Am Anfang eine sanfte, bezaubernde Prinzessin, am Ende eine rachsüchtige Königin und dazwischen eine Saga, die alles enthält, was einem das Herz wärmt und das Blut in den Adern stocken lässt: süsse Liebe, schrecklicher Verrat, feuerspeiender Drachen, catchende Königin, tapfere Helden, sagenhafte Schätze – dies alles wird im Lied der Nibelungen über 38 Kapitel entfaltet, einem Epos, das ums Jahr 1260 irgendwo in Süddeutschland entstand.
Es basiert auf einem alten nordischen Sagenschatz, der über Jahrhunderte hinweg in mündlicher Erzählung weitergegeben wurde. Für den germanischen Kulturkreis hat die Nibelungendichtung die gleiche Bedeutung wie die Troja-Sage für den Mittelmeerraum.
Überliefert wird die Nibelungensaga von drei massgeblichen Handschriften. Eine von ihnen, die «Nibelungenhandschrift B», befindet sich in der Stiftsbibliothek St.Gallen, die zwei weiteren, A und C, gehören der Bayerischen Staats- und der Badischen Landesbibliothek. Lange galt die St. Galler Handschrift als die massgebende; inzwischen werden von der Forschung alle drei für gleichwertig betrachtet.

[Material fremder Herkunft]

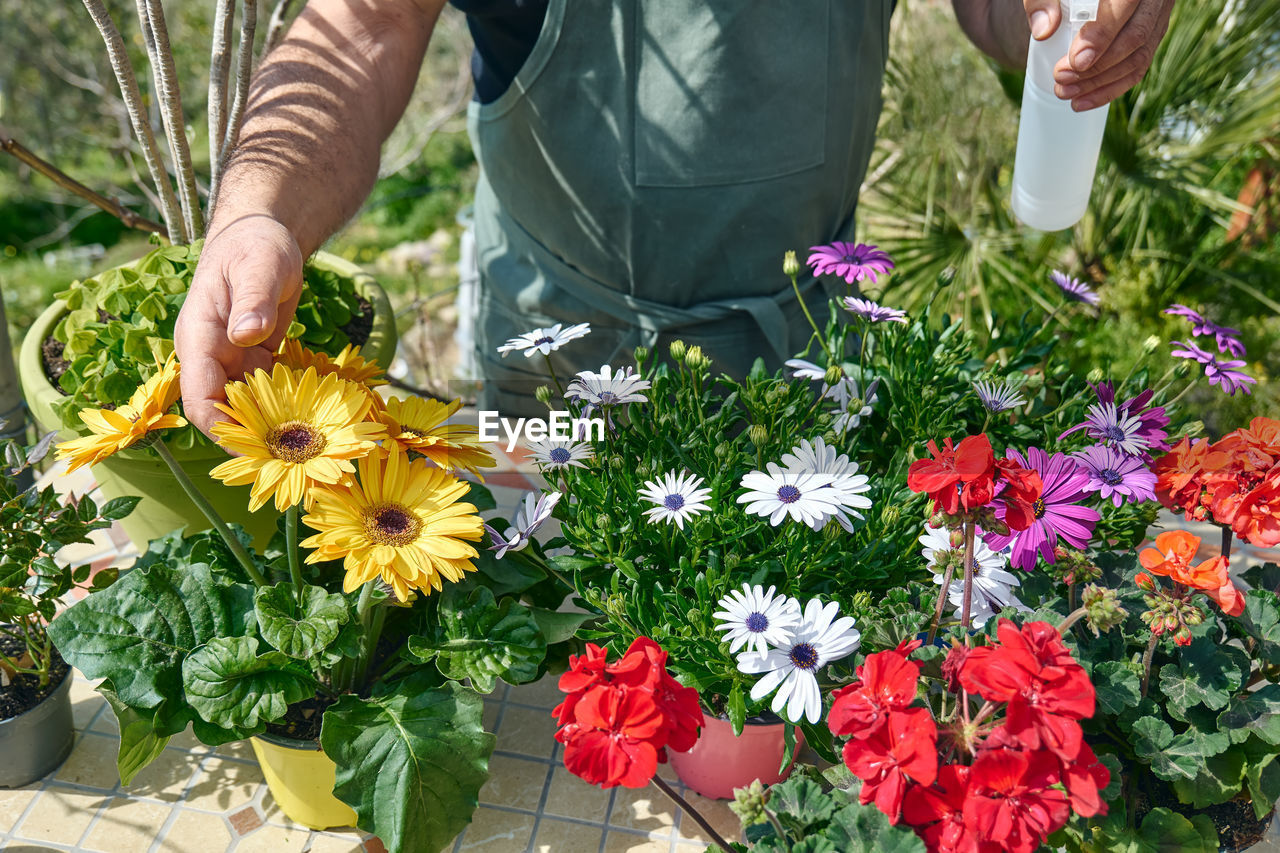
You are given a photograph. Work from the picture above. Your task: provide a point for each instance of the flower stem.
(211, 514)
(291, 541)
(689, 810)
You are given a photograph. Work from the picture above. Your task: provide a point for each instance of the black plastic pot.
(36, 742)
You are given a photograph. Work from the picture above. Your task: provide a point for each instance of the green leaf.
(140, 742)
(411, 760)
(229, 684)
(117, 509)
(138, 632)
(1253, 712)
(300, 632)
(483, 641)
(557, 626)
(1118, 687)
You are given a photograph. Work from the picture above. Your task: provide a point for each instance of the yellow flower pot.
(301, 780)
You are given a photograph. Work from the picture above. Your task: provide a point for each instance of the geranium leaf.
(305, 630)
(483, 641)
(138, 630)
(411, 760)
(229, 684)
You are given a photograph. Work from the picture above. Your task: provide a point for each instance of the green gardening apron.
(650, 164)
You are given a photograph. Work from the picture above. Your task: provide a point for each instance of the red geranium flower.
(886, 682)
(1011, 801)
(904, 749)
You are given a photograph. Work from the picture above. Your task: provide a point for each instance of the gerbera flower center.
(804, 656)
(789, 493)
(296, 442)
(392, 524)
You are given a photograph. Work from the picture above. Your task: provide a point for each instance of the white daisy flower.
(545, 341)
(755, 617)
(791, 667)
(677, 497)
(851, 418)
(992, 585)
(777, 493)
(607, 388)
(554, 455)
(533, 514)
(819, 457)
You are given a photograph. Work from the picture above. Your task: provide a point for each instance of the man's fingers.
(1043, 17)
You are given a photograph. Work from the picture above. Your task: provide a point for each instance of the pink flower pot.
(721, 762)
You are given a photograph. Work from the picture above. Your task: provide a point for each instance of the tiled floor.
(199, 799)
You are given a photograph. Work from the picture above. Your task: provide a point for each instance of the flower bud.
(790, 264)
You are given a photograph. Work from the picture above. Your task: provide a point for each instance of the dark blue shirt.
(504, 32)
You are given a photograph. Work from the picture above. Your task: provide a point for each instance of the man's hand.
(243, 293)
(1109, 55)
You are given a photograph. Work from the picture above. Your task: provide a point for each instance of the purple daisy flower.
(1228, 338)
(1226, 374)
(1129, 427)
(851, 261)
(1118, 477)
(873, 313)
(1073, 288)
(1057, 512)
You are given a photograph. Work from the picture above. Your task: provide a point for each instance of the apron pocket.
(728, 91)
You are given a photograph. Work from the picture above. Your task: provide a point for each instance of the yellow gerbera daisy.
(348, 364)
(292, 430)
(401, 521)
(120, 428)
(417, 424)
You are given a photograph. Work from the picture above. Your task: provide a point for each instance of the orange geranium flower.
(1173, 557)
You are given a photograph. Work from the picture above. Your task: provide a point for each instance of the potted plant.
(356, 647)
(35, 682)
(112, 332)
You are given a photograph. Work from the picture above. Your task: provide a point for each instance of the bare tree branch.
(119, 58)
(275, 27)
(219, 71)
(156, 33)
(110, 205)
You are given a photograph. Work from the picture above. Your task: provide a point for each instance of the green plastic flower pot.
(164, 506)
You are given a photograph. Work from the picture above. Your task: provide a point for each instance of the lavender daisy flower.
(1057, 511)
(1228, 340)
(533, 514)
(851, 261)
(873, 313)
(1114, 423)
(999, 397)
(1116, 477)
(1073, 288)
(1226, 374)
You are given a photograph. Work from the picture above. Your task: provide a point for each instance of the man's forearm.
(997, 27)
(320, 106)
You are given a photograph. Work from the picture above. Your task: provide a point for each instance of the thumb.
(257, 288)
(1043, 17)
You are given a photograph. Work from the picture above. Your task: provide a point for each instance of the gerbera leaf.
(229, 684)
(483, 641)
(411, 760)
(301, 630)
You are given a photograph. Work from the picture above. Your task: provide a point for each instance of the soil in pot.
(24, 692)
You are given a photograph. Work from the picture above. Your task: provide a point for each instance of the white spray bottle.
(1057, 147)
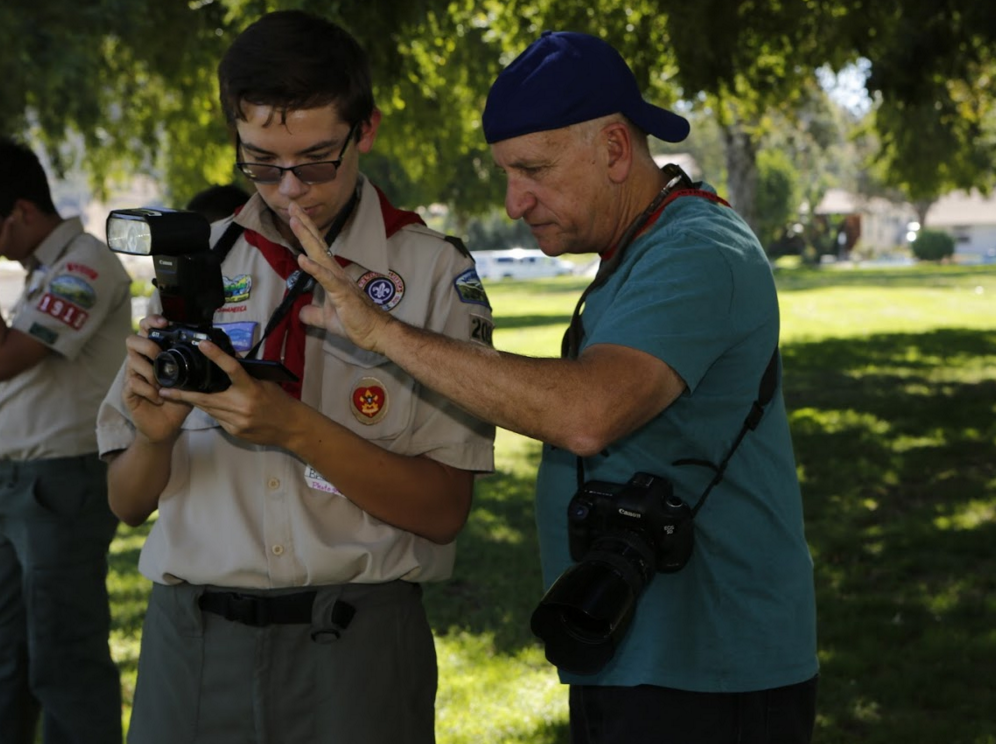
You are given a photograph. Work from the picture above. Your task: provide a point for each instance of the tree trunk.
(741, 169)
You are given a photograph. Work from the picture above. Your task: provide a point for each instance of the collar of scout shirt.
(50, 250)
(363, 240)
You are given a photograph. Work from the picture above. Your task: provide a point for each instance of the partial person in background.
(58, 357)
(674, 620)
(297, 520)
(218, 202)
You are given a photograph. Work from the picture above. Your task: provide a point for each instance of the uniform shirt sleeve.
(681, 294)
(459, 308)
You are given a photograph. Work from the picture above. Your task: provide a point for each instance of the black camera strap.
(570, 346)
(766, 391)
(674, 177)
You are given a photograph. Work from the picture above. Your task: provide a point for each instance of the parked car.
(520, 263)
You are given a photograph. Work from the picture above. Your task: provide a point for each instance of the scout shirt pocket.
(366, 392)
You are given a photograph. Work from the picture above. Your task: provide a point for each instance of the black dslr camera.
(620, 535)
(188, 277)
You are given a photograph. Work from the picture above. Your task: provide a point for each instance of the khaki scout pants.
(202, 678)
(55, 529)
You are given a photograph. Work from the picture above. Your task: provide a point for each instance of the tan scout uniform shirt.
(240, 515)
(76, 301)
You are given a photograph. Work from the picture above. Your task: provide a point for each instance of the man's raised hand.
(347, 310)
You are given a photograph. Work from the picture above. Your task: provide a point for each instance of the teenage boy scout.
(296, 520)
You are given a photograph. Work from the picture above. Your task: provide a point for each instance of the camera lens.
(173, 367)
(584, 614)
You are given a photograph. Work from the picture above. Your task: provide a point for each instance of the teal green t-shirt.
(696, 291)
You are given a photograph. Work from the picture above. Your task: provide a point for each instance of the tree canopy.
(137, 81)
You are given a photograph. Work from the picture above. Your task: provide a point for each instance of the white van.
(519, 263)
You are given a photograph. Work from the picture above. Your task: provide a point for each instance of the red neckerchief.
(607, 254)
(288, 338)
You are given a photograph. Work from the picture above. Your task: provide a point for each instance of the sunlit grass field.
(890, 380)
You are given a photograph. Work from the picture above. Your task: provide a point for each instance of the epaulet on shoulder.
(458, 244)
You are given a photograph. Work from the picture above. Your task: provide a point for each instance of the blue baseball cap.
(565, 78)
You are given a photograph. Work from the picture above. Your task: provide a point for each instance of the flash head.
(146, 231)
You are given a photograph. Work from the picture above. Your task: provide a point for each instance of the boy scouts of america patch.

Die Aufnahme der drei Nibelungenhandschriften ins Unesco-Weltdokumenten-Erbe wurde gestern von der deutschen Unesco-Kommission in Bonn bekanntgegeben.
Damit gehören sie zum «Memory of the World», zum «Gedächtnis der Welt», einem Programm, mit dem die Unesco aussergewöhnliche Zeugnisse aus Archiven, Bibliotheken und Museen einen besondern Schutz verschaffen will. Bislang gehören 158 Dokumente dazu. Das Programm sieht vor, dass die Dokumente digital aufbereitet und im Internet weltweit zugänglich gemacht werden.
In der Stiftsbibliothek wusste man zwar, dass sich die deutsche Unesco-Kommission mit den Nibelungen befasst; vom Entscheid der Unesco aber hat die Bibliothek gestern nicht direkt, sondern aus Internet-Mitteilungen deutscher Medien erfahren.
Glücklicherweise ist die Handschrift zurzeit ohnehin ausgestellt. Wie bedeutsam die St. Galler Nibelungenhandschrift ist, weiss man vor allem in Deutschland schon lange. Anfang des 19.
Jahrhunderts pilgerten bereits bedeutende deutsche Sprachwissenschafter in die Stiftsbibliothek, um die Handschrift zu besichtigen, «das göttliche Nibelungenlied», wie es Johann Andreas Schmeller im Tagebucheintrag vom 29. November von 1814 notierte. Das Datum ist vielsagend. Ein Jahr zuvor war in der Völkerschlacht von Leipzig Napoleon geschlagen worden, nicht zuletzt dank der studentischen Jugend, die sich vom aufkeimenden deutschen Nationalgefühl ergreifen liess.
Dieses aber wollte weiter gepflegt werden. Vor allem die Sprachwissenschafter forschten nach den Quellen des «echten, unverfälschten Deutschtums», nach Texten und Mythen, in denen man eine Art nationaler Ureinheit zu entdecken hoffte. Dies führte die Forscher auch nach St. Gallen, wo sie in der Stiftsbibliothek all das fanden, was sie gesucht hatten: älteste Dokumente zur althochdeutschen Sprache, Klostergeschichten, vor allem aber die Nibelungenhandschrift.
Diese Verehrung ist bis heute erhalten geblieben, war lediglich in der Nachkriegszeit etwas gedämpft, weil Hitlers Verehrung des Heldenepos einen Schatten auf die Nibelungen, die Handschrift so gut wie Wagners «Ring der Nibelungen» warf.
Diese Zeiten sind vorbei. Der «Ring» wird gerade jetzt wieder in Bayreuth zelebriert. Und auch die Wallfahrt zur St. Galler Handschrift wird weiter gepflegt.
In welcher Atmosphäre dies zuweilen geschieht, hat Thomas Hürlimann in seinem Bibliotheksepos «Fräulein Stark» beschrieben. Klassisches Beispiel ist der «Herr Doktor», der auf der Hochzeitsreise seine «Elfriede» nach St. Gallen schleppt: «Na, dann wollen wir mal, ruft er tatendurstig… und schon rutscht er im flotten Langläuferstil auf den Fusssohlen davon… zum langersehnten Höhepunkt seiner Liebesfahrt, zur Nibelungenhandschrift B.»